Is there a wanton witch hunt against academic experts by the media? That’s what a panel will explore this coming November in Monaco at the annual meeting of the International Forum on Mood and Anxiety Disorders, a European-based organization that convenes to discuss the latest psychiatric trends.
The brochure, which you can peruse here (if prompted for a password, just use AHCJ), and Web site offer precious little information about the scheduled discussion. However, the specter of a media witch hunt is being raised, not so coincidentally, after months of sustained headlines in the U.S. about a probe by the Senate Finance Committee into conflicts of interest involving academics who accept NIH grants and fees from the pharmaceutical industry.
At issue is the extent to which payments are properly disclosed and monitored. The ongoing investigation has focused on several high-profile psychiatrists, including Harvard University’s Joseph Biederman, Brown University’s Martin Keller, Emory University’s Charles Nemeroff and Stanford University’s Alan Schatzberg. In fact, Schatzberg is listed one of the forum’s scientific advisers.

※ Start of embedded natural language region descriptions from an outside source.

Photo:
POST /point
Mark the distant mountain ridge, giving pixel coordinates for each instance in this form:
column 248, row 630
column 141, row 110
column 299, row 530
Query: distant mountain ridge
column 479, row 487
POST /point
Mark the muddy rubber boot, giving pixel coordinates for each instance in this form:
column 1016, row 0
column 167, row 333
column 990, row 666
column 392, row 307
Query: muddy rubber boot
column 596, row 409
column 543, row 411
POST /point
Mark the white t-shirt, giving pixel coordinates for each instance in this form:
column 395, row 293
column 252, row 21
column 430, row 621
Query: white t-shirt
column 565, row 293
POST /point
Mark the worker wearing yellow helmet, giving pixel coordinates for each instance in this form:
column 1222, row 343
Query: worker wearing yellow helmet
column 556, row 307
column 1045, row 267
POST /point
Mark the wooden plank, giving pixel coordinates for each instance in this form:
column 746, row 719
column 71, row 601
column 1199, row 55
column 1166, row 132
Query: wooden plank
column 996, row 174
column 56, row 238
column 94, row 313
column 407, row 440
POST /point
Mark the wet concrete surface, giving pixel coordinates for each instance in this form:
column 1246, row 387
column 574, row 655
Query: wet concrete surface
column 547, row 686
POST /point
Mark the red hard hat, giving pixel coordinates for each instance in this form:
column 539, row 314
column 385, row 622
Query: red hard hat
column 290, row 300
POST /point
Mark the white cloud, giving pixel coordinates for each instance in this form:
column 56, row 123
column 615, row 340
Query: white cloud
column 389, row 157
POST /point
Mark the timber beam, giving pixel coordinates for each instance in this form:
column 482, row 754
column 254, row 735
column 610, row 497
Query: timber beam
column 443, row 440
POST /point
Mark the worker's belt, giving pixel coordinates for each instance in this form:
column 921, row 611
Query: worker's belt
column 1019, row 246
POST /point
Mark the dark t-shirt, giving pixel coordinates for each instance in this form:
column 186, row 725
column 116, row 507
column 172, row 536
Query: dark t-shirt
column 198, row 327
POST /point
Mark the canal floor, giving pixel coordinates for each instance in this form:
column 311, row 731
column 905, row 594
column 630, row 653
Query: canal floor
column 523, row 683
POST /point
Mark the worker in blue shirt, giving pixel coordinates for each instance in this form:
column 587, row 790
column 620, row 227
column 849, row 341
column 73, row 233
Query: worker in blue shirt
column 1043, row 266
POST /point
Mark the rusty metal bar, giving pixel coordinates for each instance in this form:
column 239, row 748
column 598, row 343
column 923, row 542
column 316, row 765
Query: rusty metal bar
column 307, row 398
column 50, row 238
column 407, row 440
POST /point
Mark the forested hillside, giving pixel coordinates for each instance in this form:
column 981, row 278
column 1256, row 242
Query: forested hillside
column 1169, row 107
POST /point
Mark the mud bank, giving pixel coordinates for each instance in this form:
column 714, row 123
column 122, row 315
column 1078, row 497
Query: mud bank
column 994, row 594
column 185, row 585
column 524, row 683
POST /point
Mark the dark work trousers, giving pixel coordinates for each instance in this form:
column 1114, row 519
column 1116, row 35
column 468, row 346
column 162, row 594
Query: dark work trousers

Since the probe began, Nemeroff stepped down as chair of his psychiatry department and the NIH suspended a grant; Keller is vacating his post as Brown psychiatry chair and Schatzberg resigned as lead investigator of an NIH grant and Stanford is searching for a new psychiatry chair, although his pending departure is unrelated to the probe, according to Stanford. Meanwhile, the NIH changed research heads and the American Psychiatric Association, which Grassley also targeted, is phasing out industry-supported symposia and meals.
Why does this group think a witch hunt may be under way? Will they address the issue of conflicts of interest? Why is there no one from the media or Grassley’s staff invited to speak? The group’s public relations person begged off in response to a note and the organization itself has yet to respond.